Comment by gruez
7 hours ago
>> Google’s Android—and [Open Handset Alliance] members are contractually prohibited from building non-Google approved devices
>So to compete you'd have to create a compatible Google Play Services as well as find a supporting manufacturer. Samsung managed their own competing apps and store [2] for a while along with Tizen, likely for leverage or theoretical pivot. But has since dropped that effort.
What's wrong with the upcoming partnership with Motorola where they work with grapheneos to get it suppported, but it's not preloaded?
It's a nice effort, but without preinstalls you aren't going to capture the market except for the tiny percentage of enthusiasts which are maybe a fraction of a percent of the market.
Google needs to experience real competitive pressure, and you need preinstalls for that.
Same story for year of the Linux desktop. It's doomed to 5% or less of market share without preinstalls (which Valve & the various other PCs now releasing with SteamOS are changing)
But also, prohibiting OEMs from making or partnering with "non Google approved" OSes is ridiculous and I'm surprised that hasn't been challenged in court yet as an abuse of monopoly power.
> without preinstalls
GrapheneOS has an official partnership with Motorola Mobility which is improving their next generation devices to meet our requirements and helping us port GrapheneOS to those. GrapheneOS will be officially supported on those devices with Motorola Mobility providing us with the stripped down hardware support code we need to support their devices with proper firmware/driver/HAL updates.

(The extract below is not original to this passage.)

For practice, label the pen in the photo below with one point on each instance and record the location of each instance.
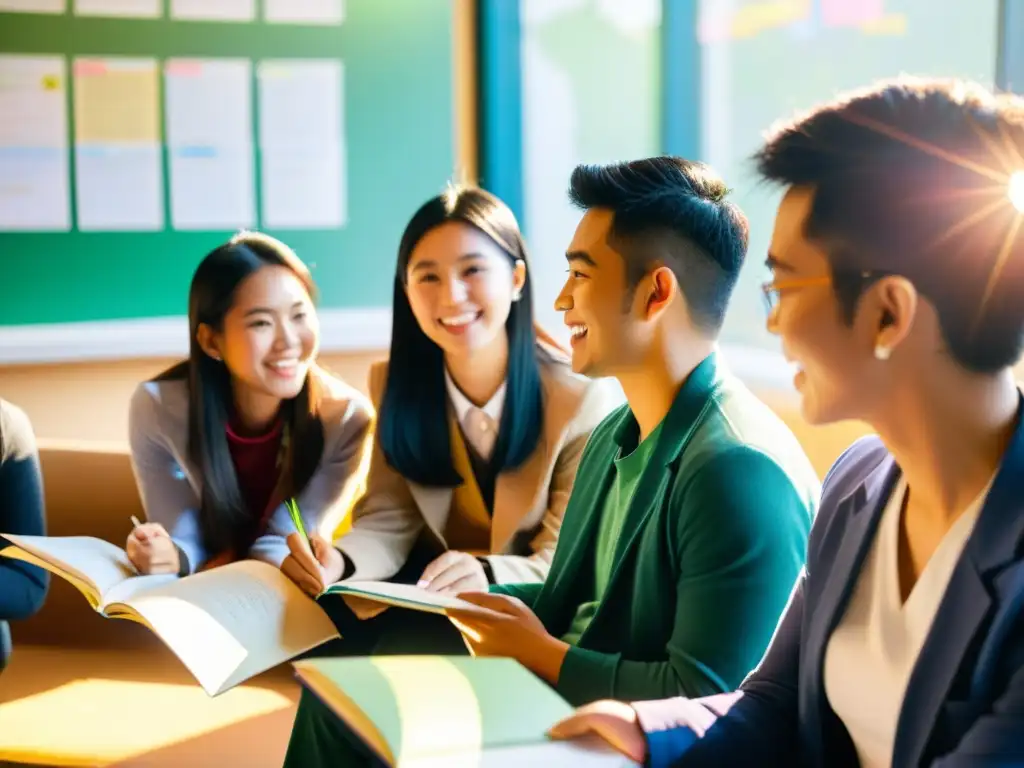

A bunch of companies are already selling devices with GrapheneOS installed. Those companies can start buying the future Motorola devices supported by GrapheneOS and doing the same thing with those which they already do with Pixels. Motorola can also specifically sell devices to other companies to sell with GrapheneOS with official support from Motorola.
> prohibiting OEMs from making or partnering with "non Google approved" OSes
It has been challenged in court and ruled to be illegal in South Korea and elsewhere. Regardless, it's only an inconvenience and can be worked around. Even if Motorola can't sell devices with GrapheneOS in many countries themselves, those can still be sold by other companies and Motorola can sell devices to those companies at wholesale rates where they can match the price of the non-GrapheneOS devices. Other than Google, most OEMs aren't directly selling most of their devices anyway.